Urban Journalism Professor Danielle K. Brown

I Really Like Raphael, the Rebel Turtle

Danielle K. Brown looks to her left. She wears a black shirt that almost blends with the dark screen behind her.

Photo by Chad Brady.

Danielle K. Brown is an associate professor in the School of Journalism at Michigan State University and holds the 1855 Community and Urban Journalism Professorship. She is also the director of the LIFT Project, a collaborative effort that centers reparative narrative change for communities and in journalism. Before joining us for the program “When Does Protest Make a Difference?,” Brown chatted with us in the green room about the Teenage Mutant Ninja Turtles, her grandmother, and Juneteenth.

Q:

What’s the best food to have this time of the year?


A:

At all times of the year, it’s tacos.
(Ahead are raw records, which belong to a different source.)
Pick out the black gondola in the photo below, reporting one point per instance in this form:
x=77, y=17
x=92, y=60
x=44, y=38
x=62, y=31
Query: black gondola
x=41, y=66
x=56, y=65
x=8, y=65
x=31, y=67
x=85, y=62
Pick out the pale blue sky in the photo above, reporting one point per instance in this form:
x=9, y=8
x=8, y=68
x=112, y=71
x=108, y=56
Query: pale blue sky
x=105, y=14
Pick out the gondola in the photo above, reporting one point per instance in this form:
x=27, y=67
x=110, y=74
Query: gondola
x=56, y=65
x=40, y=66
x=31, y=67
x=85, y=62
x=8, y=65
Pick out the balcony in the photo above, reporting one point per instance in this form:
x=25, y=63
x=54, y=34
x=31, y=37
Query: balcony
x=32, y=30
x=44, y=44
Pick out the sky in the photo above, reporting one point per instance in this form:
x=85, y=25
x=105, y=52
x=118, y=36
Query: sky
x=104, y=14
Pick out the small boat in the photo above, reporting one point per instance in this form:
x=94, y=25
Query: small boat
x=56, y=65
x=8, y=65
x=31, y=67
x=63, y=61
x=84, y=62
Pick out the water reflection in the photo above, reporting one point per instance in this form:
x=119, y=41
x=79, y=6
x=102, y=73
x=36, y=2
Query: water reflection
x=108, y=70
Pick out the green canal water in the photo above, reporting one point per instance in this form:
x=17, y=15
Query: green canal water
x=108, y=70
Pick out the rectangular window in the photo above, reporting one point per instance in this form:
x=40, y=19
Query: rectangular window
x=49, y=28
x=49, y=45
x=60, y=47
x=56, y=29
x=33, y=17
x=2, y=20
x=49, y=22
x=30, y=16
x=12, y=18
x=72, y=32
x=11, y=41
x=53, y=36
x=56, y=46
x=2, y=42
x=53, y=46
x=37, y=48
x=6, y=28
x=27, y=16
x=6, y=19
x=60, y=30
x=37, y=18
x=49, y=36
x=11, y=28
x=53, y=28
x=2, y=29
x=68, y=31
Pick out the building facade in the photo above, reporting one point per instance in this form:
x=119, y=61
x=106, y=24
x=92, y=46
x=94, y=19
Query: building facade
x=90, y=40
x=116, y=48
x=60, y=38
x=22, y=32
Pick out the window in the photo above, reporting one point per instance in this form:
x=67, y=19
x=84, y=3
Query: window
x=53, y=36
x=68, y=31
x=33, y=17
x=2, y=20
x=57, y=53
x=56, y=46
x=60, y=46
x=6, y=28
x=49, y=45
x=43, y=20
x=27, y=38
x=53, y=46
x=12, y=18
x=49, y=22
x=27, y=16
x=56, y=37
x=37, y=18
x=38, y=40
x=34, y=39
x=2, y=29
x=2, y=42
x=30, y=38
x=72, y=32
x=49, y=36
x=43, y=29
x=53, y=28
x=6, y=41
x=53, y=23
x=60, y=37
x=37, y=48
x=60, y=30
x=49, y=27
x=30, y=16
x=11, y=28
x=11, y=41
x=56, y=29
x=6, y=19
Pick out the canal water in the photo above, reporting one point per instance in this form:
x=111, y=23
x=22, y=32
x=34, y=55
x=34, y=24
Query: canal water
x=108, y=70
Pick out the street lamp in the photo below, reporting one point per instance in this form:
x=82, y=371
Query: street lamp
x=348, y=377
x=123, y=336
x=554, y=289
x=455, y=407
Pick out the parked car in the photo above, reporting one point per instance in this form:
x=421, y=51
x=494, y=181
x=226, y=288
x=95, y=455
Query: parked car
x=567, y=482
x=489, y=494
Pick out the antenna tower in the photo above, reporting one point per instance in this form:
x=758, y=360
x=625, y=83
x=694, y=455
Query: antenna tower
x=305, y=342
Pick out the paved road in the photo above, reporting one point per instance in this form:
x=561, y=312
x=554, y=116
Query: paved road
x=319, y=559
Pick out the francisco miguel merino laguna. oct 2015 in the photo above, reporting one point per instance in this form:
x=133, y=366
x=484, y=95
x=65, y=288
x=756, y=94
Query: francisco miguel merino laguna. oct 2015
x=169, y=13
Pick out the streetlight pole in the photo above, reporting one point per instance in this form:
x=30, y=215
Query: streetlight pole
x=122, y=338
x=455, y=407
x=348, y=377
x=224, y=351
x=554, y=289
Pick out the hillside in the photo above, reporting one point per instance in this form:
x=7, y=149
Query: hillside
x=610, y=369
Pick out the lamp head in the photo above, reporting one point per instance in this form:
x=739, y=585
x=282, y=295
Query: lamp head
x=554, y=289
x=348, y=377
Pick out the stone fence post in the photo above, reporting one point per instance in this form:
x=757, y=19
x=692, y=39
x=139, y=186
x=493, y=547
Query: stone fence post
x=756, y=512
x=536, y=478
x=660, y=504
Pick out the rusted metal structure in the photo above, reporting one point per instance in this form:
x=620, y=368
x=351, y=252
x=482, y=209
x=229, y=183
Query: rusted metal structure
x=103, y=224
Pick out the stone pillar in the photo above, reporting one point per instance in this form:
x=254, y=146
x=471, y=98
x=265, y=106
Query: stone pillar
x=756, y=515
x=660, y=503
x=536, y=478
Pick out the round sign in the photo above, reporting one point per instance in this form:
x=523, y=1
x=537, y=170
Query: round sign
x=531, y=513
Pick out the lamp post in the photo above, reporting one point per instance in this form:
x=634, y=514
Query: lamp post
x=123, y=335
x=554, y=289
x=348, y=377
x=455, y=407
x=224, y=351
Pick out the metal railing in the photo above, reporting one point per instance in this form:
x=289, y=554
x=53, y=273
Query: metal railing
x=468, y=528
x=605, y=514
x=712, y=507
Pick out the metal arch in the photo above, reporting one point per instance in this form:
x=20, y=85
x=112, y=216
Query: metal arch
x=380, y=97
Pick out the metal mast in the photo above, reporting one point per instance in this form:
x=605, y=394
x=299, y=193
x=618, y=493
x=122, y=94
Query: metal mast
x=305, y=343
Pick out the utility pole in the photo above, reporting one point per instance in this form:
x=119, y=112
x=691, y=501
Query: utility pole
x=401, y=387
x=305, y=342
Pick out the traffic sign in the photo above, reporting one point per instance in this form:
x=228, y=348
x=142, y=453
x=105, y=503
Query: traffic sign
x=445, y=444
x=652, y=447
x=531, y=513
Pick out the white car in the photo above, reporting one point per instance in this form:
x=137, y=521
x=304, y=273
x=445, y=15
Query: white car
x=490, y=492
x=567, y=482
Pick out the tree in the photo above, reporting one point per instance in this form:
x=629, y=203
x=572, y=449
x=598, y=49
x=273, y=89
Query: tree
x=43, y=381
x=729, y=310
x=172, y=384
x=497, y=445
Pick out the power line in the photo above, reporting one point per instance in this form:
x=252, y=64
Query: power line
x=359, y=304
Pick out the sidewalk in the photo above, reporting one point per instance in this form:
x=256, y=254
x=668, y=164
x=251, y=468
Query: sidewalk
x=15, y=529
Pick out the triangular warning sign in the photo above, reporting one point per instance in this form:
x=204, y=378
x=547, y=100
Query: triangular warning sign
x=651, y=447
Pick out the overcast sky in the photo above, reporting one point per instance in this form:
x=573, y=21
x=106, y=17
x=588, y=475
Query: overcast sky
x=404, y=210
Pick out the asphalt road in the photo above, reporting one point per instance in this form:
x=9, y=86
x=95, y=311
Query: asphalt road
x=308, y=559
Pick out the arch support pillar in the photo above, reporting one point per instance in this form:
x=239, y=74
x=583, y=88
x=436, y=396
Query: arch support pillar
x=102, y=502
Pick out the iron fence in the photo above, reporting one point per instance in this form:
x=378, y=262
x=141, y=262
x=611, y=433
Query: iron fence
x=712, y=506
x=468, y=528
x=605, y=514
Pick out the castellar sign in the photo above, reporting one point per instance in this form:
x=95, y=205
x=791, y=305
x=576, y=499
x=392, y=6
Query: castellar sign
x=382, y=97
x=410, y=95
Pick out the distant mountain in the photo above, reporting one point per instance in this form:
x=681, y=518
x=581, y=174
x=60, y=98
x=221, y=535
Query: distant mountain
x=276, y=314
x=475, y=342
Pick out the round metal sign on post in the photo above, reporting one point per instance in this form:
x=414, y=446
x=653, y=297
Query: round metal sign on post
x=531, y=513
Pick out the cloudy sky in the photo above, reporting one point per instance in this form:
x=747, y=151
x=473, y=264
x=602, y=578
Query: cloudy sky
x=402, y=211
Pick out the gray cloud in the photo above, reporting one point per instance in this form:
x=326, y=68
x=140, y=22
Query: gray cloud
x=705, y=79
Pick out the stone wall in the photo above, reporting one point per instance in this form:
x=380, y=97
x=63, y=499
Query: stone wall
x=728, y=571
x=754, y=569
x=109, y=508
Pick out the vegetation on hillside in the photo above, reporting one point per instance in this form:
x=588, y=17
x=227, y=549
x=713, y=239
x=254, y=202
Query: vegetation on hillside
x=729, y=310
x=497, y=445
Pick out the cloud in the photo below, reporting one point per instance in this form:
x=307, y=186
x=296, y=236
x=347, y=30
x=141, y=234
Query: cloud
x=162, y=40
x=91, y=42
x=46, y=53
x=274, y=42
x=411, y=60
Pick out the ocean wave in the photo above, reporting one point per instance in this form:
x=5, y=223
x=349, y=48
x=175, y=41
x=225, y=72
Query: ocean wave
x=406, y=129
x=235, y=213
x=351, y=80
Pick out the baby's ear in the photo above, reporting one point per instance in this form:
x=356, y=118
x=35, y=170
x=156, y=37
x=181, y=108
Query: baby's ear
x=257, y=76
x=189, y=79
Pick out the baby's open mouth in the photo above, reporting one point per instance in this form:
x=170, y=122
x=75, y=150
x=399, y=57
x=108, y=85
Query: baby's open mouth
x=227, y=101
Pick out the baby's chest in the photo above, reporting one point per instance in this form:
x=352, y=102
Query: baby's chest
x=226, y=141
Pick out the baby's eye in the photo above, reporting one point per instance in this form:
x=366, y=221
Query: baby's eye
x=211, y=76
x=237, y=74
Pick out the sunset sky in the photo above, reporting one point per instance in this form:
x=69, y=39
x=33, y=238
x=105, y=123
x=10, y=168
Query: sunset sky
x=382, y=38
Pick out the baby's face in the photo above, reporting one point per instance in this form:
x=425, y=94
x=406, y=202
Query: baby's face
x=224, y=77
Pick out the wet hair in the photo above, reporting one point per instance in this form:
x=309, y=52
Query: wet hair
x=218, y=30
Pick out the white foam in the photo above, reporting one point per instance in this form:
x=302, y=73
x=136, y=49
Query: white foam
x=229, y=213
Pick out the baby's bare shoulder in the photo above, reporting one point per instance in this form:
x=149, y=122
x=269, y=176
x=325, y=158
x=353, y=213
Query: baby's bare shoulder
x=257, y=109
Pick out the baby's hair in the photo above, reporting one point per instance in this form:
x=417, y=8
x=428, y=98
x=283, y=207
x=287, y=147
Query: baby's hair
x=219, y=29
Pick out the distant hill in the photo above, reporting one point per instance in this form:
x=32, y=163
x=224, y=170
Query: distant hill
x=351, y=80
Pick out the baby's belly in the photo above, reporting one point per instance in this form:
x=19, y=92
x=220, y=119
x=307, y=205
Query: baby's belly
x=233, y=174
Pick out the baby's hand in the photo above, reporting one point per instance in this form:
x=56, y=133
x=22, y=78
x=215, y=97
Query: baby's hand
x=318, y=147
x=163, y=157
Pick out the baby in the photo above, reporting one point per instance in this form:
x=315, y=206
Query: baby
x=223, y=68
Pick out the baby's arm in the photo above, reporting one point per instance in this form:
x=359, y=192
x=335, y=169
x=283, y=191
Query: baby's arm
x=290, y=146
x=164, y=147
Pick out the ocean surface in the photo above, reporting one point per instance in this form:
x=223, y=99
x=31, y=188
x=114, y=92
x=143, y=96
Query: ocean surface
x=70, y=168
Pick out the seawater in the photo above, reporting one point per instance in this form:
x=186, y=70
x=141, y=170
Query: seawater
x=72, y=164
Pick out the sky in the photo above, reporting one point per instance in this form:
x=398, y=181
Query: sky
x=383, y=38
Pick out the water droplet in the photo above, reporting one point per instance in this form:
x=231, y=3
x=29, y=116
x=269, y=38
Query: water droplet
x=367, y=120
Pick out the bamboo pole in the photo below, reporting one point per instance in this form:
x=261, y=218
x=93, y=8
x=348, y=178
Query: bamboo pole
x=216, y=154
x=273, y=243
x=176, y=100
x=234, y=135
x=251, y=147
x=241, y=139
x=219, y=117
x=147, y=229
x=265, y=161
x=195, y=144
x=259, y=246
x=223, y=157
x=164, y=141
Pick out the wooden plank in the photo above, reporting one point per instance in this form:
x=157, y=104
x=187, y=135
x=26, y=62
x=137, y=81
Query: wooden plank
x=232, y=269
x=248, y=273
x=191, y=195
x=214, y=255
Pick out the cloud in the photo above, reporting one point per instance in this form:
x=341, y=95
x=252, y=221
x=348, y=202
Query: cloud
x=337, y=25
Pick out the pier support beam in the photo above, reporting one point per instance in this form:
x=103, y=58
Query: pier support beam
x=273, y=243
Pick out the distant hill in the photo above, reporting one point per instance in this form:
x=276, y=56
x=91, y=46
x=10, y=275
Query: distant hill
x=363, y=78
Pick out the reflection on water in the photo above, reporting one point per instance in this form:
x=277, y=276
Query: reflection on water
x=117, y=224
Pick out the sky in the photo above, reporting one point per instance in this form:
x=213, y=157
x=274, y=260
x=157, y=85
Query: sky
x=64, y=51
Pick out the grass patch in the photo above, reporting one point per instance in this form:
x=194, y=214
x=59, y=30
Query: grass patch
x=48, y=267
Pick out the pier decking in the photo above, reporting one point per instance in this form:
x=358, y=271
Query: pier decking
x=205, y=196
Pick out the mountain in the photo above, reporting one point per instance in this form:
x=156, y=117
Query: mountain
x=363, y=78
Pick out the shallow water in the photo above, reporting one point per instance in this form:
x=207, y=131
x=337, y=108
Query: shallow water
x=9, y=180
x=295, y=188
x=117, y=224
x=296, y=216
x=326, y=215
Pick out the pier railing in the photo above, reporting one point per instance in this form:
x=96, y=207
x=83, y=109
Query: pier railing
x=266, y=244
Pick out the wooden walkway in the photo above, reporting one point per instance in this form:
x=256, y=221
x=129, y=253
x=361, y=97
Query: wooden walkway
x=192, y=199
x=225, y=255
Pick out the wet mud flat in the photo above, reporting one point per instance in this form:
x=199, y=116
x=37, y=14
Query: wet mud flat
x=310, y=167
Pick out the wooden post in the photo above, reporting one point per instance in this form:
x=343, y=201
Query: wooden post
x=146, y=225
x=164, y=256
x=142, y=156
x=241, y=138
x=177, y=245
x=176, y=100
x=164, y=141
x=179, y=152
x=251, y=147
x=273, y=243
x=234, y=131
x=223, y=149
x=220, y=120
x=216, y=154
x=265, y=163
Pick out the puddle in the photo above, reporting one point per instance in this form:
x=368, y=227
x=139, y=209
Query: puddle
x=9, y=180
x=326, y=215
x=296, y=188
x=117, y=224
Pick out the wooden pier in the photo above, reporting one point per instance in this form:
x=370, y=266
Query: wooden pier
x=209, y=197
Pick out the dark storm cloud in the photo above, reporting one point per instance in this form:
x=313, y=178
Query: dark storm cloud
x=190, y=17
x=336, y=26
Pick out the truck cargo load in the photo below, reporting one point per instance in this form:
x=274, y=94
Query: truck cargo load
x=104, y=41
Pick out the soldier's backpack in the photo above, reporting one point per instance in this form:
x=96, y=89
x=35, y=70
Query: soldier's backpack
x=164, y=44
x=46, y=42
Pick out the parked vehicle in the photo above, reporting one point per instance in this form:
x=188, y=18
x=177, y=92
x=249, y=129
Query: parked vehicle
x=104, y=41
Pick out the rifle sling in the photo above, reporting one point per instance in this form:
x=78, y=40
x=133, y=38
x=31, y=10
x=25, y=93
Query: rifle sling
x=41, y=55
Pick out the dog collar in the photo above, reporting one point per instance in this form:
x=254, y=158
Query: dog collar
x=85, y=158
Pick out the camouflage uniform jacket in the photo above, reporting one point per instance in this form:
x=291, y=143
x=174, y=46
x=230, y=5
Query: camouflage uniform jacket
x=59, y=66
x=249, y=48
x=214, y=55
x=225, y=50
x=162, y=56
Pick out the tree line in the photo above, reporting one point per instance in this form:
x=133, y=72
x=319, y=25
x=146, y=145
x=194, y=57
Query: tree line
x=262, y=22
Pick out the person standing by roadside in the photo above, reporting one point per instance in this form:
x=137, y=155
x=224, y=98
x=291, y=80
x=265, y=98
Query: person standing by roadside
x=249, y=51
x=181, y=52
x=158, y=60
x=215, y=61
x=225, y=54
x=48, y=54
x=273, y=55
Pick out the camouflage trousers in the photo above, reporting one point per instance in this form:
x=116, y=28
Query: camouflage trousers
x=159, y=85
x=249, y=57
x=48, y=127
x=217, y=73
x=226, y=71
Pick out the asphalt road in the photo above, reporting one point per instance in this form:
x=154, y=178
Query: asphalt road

I’m from Texas originally—and so I’m taco-deprived [living in Michigan]. Every time I’m somewhere like L.A., it’s tacos.


Q:

What was the last thing that inspired you?


A:

My daughter. She’s a freshman in high school and just passed an AP test that I bombed in high school. She and my students have shown me regularly that we have hope for our future.


Q:

If you could time travel to any time, past or future, where would you go?


A:

I’d love to meet my grandmother before dementia started taking over. I would love to know what young her looked like and felt like and what she experienced. My work is so connected to my history and my ancestors. My dad was one of the youngest children—she had 13—and so she was older when I was born. I would love to have known her and had more time with her.


Q:

Who was your childhood hero?


A:

I really liked Raphael [of the Teenage Mutant Ninja Turtles]. He was the best because he was the rebel turtle. He pushed boundaries. Outside of fictional characters, when I was young, I learned about Nelson Mandela and kind of obsessed over his work. It probably was my first introduction to understanding social movements and what challenging norms were about.


Q:

What surprises you most about your life right now?


A:

I live somewhere where it snows regularly in the winter. I’m from the south of the South and moved to the Midwest. I haven’t died yet—that’s actually the surprising part. Me and snow, we don’t get along. I don’t get along with ice either, and so the fact that I’m still alive and have experienced almost eight winters in the Midwest is incredible.


Q:

If you were a plant, what kind of plant would you be?


A:

I know what I wouldn’t be. I wouldn’t be an orchid. People keep buying me orchids, and I keep killing them. So I wouldn’t be that. I’d probably be some kind of succulent that’s really hard to kill, like the Chinese Money Plant.


Q:

Can you recall what was the first protest you ever saw on the news?


A:

When I was very young, I lived right on the border of Texas when the Oklahoma City Bombing happened. There were protests that followed [about] both the bombing and the trial with Timothy McVeigh. My dad was a civil servant, and so I was always terrified that my dad was going to hop in the fire truck and go where I saw so much turmoil on the news. Because that’s really how protests have been portrayed in the past and in the present: They are regularly portrayed as disruptive and violent. I was scared of them for a long time.


Q:

Do you have a favorite family tradition?


A:

Juneteenth is my favorite holiday to celebrate with my family. My dad is a smoker of barbecue. So, we have brisket and barbecue galore. And then the next day, of course, is all the leftover barbecue we make into tacos. It’s like the double whammy of holiday food. So, my favorite family tradition is the low-key family bonding that Juneteenth has always been for us in Texas.


Q:

With summer ending, do you have one last summer plan?


A:

After I leave here, I’m going straight to a faculty retreat. If you know retreats in academia, they are very long meetings with no pools and no margaritas. So, I may spend the weekend pretending; I’ll just blow up a pool at my house, maybe make my own beverage, so that I can finish up the summer in style.